Avec un petit crochet par le château de Sanzay, un temps conté, nous apprenons qu’un grimoire a été retrouvé dans la propriété. Ce lieu est devenu un lieu associatif, collaboratif, solidaire et plein de créativité.


Pour l’équipe du FAT, direction Boucoeur, situé entre le Bocage Bressuirais et les grandes plaines céréalières sur le Thouarsais et l’Airvauldais.
Nous découvrons un territoire riche en initiatives, portées par de nombreux acteurs locaux. Le terrain de la Chapelle de Boucoeur abrite le village, pour cette 24ème étape. Nous avons aussi eu la chance d’avoir Xavier Mathias pour deux formations en permaculture.


Au petit matin, nous sommes embaumés par les vignes. Les déjeuners et dîners sous les tilleuls, ont rythmé nos journées. On se délecte au goûter avec les cookies façonnés à l’aube par la Fat’boulange et des pitas le dernier soir. Le marché de producteurs nous a proposé de beaux produits, locaux et bio; du chèvre à l’apiculteur, à point pour des apéros aux bords de l’eau.
Nous découvrons la commune de Thouars, en surplombant la ville, depuis le château des ducs de La Trémoille.


Après deux soirées à se déhancher avec Vicious Steel et Cirque 13, nous garderons à l’esprit ces rencontres toujours aussi riches que stimulantes et cette énergie humaine, comme avec la compagnie un Grain, un spectacle de cirque contemporain.
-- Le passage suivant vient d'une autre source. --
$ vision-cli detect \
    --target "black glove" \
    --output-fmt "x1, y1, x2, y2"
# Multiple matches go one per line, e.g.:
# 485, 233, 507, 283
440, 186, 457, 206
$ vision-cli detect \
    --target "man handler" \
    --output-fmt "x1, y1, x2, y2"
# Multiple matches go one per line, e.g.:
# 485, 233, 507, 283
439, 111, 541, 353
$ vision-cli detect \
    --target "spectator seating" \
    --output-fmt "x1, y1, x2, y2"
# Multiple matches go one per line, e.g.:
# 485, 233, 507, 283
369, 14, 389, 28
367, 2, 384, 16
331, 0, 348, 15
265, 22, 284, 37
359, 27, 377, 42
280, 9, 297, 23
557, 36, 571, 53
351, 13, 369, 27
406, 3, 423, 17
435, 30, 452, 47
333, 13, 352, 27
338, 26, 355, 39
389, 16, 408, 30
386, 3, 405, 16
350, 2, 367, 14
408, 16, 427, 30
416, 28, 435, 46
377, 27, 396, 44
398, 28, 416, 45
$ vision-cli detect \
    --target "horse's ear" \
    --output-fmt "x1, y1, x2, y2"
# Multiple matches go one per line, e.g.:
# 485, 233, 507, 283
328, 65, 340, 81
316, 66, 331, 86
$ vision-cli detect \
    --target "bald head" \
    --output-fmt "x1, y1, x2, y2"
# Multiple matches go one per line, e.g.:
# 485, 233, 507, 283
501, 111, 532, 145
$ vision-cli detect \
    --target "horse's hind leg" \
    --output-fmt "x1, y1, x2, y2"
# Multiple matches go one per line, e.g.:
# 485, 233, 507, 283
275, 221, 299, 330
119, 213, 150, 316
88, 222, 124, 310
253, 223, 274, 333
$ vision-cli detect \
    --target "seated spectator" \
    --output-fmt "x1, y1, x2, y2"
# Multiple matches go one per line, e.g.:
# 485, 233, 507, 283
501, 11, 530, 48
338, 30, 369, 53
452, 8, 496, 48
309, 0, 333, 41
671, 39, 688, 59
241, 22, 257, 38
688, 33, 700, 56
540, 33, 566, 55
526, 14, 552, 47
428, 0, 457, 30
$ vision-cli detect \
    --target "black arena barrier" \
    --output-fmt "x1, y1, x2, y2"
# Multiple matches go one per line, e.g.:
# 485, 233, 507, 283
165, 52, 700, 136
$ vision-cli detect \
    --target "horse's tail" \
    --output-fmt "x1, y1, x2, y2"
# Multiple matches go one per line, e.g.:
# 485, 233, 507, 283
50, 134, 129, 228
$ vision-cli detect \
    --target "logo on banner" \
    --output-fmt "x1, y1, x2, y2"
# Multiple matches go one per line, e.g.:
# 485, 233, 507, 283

Dominique Paquerot s’installe en 1981 sur les terres familiales, et les maintiendera en grandes cultures conventionnelles jusqu’en 2011. Les moissons se succèdent, l’exploitation se déploie, mais les marges se dérobent à mesure que s’allonge la liste des produits phytosanitaires devenus indispensables aux méthodes culturales dominantes : « 20 à 30 produits différents, 3 ou 4 traitements systématiques par an et par culture. Voilà le pourquoi de mon passage au bio ».


Conquis par la transition engagée par son père, Paquerot Junior envisage avec enthousiasme la reprise de l’exploitation, en y accolant – pourquoi pas ! – une meunerie : « les débouchés ne manquent pas dans la région »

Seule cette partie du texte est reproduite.